Compelled to travel north, Clark heads to the Arctic Circle, where the crystal builds the Fortress of Solitude, resembling the architecture of Krypton. Activating a control panel inside the fortress, a vision of Jor-El appears, stating that he has been dead for “thousands of your years,”(due to time dialation caused by baby Kal-El’s starship’s faster-than-light travel) and explains Clark’s origins, educating him in his powers and responsibilities. After twelve years, with his powers fully developed, Clark leaves the Fortress and finds a job at The Daily Planet in Metropolis. He meets and develops a romantic attraction to reporter Lois Lane, but the feelings are not returned: she regards him as merely a friend. Lois becomes involved in a helicopter accident where conventional means of rescue are impossible, requiring Clark to use his powers in public for the first time in order to save her.
Later, he visits her at home, takes her for a flight over the city, and allows her to interview him for a newspaper article in which she dubs him “Superman.” Meanwhile, criminal genius Lex Luthor has developed a cunning plan to make a fortune in real estate by buying large amounts of “worthless” desert land and then diverting a nuclear rocket from a missile testing site to the San Andreas Fault.
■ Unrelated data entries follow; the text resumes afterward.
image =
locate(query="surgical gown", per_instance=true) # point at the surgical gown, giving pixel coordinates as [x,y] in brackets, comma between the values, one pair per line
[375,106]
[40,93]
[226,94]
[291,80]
This will destroy California and leave Luthor’s desert as the new West Coast of the United States, greatly increasing its real estate value. After his incompetent henchman Otis accidentally redirects the first rocket to the wrong place, Luthor’s girlfriend, Eve Teschmacher, successfully changes the course of the second missile. Knowing Superman could stop his plan, Luthor lures him to his underground lair via a supersonic greeting and exposes him to Kryptonite. As Superman weakens, Luthor taunts him by revealing the first missile is headed to Hackensack, New Jersey, in the opposite direction, knowing Superman could not stop both impacts.
Teschmacher is horrified because her mother lives in Hackensack, but Luthor does not care and leaves Superman to a slow death. Teschmacher rescues Superman on the condition that he will deal with the New Jersey missile first. He is consequently too late to stop the second impact, causing a massive earthquake which he battles to correct. While he is busy saving others, Lois’ car falls into the ground as a result of an aftershock, and quickly begins to fill with dirt and debris, which suffocates her to death. Distraught at being unable to save Lois, Superman ignores Jor-El’s warning not to interfere with human history, preferring to remember Jonathan Kent’s advice that he must be here for “a reason”, and travels back in time in order to save Lois, altering the historical timeline so that her car is never caught in the aftershock. Superman then delivers Luthor and Otis to prison, where he knows they will be secure until they receive a fair trial.